Here are six steps the federal government could take to restore trust in the political process. Please encourage your members of Congress and the Administration to support them.
1. Reduce candidates’ dependence on big money.
Congress and state legislatures should provide public support for candidates who base their campaigns on small donations by offering a grant of public funds at the start of the campaign and matching small donations throughout the campaign. They should establish a tax credit for small donations to encourage more widespread participation.
Members of Congress should be able to spend their workdays representing their constituents, not fundraising. One option is to bar sitting members of Congress from directly soliciting campaign contributions. Although it doesn’t stop others from fundraising on members’ behalf, it’s a start.
2. Increase transparency.
Congress should pass legislation to ensure that voters will be able to know who is sponsoring the spate of ads they see just before elections. The President should make federal contractors disclose their political spending as a condition of doing business with the government.

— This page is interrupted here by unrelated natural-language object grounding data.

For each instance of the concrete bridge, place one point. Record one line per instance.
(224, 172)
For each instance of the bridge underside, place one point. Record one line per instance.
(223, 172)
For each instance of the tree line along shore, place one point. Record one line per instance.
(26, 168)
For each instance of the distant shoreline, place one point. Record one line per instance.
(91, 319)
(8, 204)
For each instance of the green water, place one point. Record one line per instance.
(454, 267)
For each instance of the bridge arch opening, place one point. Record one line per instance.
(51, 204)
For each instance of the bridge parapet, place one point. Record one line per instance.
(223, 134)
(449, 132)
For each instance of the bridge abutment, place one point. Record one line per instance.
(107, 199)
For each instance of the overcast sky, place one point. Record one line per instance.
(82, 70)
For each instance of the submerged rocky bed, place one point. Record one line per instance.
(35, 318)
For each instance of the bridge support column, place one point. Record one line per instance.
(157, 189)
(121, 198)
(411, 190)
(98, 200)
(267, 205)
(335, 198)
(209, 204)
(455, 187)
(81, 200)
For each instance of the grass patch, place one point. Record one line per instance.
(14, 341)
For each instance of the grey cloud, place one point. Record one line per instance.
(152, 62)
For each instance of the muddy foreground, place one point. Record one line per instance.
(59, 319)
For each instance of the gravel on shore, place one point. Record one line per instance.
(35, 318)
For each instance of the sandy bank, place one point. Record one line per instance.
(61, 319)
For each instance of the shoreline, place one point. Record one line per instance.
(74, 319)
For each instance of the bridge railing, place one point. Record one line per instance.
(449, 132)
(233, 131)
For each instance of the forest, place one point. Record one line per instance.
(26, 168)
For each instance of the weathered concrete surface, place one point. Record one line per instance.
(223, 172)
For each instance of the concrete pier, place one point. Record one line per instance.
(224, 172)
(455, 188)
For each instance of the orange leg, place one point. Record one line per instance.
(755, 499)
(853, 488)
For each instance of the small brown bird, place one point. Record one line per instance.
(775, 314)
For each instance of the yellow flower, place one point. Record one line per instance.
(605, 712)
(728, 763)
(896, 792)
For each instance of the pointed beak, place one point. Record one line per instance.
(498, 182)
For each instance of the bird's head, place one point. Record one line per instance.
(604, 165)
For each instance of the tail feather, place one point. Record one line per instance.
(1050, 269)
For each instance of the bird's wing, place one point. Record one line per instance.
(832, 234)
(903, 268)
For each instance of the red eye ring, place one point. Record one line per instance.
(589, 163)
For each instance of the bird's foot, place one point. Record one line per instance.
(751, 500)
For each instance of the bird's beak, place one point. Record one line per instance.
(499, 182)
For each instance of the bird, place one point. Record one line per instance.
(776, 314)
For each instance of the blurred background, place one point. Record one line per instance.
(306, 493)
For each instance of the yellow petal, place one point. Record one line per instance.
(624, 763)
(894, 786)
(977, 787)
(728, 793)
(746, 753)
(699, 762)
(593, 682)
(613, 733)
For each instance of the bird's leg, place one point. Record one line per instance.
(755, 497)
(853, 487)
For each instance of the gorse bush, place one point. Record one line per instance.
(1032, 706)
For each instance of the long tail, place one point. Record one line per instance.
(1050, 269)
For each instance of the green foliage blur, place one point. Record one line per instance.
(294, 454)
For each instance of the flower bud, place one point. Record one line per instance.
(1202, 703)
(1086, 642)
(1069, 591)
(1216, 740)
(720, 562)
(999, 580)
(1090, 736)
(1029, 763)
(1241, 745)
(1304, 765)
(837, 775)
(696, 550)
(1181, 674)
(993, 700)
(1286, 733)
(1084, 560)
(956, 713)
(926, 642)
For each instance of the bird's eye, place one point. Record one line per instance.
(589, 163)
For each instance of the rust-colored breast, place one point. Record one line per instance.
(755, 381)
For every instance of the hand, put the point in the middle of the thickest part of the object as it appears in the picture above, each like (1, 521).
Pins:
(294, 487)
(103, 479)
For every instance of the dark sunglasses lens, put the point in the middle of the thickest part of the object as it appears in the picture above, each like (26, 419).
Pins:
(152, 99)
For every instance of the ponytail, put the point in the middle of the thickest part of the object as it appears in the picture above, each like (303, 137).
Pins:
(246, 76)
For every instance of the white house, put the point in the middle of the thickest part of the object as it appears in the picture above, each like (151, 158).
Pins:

3. Strengthen and enforce existing laws.
The Federal Election Commission should issue and enforce stronger regulations that maintain the separation between candidates and SuperPACs. The FEC should suspend the registration of SuperPACs and non-connected PACs whose spending is not truly independent of candidates and political parties.
Congress should enact structural reforms to make the FEC more effective and independent.
The government should examine the election-related activities of 501(c)(4) civic organizations and 501(c)(6) trade associations to ensure that electioneering is not their primary activity or purpose and that they were not formed primarily to hide the source of campaign contributions.
4. Increase accountability.
The Securities and Exchange Commission (SEC) should require publicly traded corporations to disclose their political spending to shareholders. The SEC was considering such a rule, but in a last-minute rider to last December’s budget bill, Congress cut off all funding for it. A similar rider prevents the IRS from examining the sources and bona fides of certain non-profits’ political spending.
5. Expand the window for stricter “electioneering communications” rules.
These rules should be in effect for the actual length of modern campaigns—the full election year for congressional campaigns and 120 days before the first primary for presidential races. Right now, these restrictions are only in effect 60 days before a general election and 30 days before a primary election or caucus.
6. Amend the Constitution
Consider amending the Constitution to provide that Congress and state legislatures have the power to establish narrow, fair and content-neutral controls on election-related spending to restore public trust in politics and give us a fair opportunity to participate in the system that elects our representatives.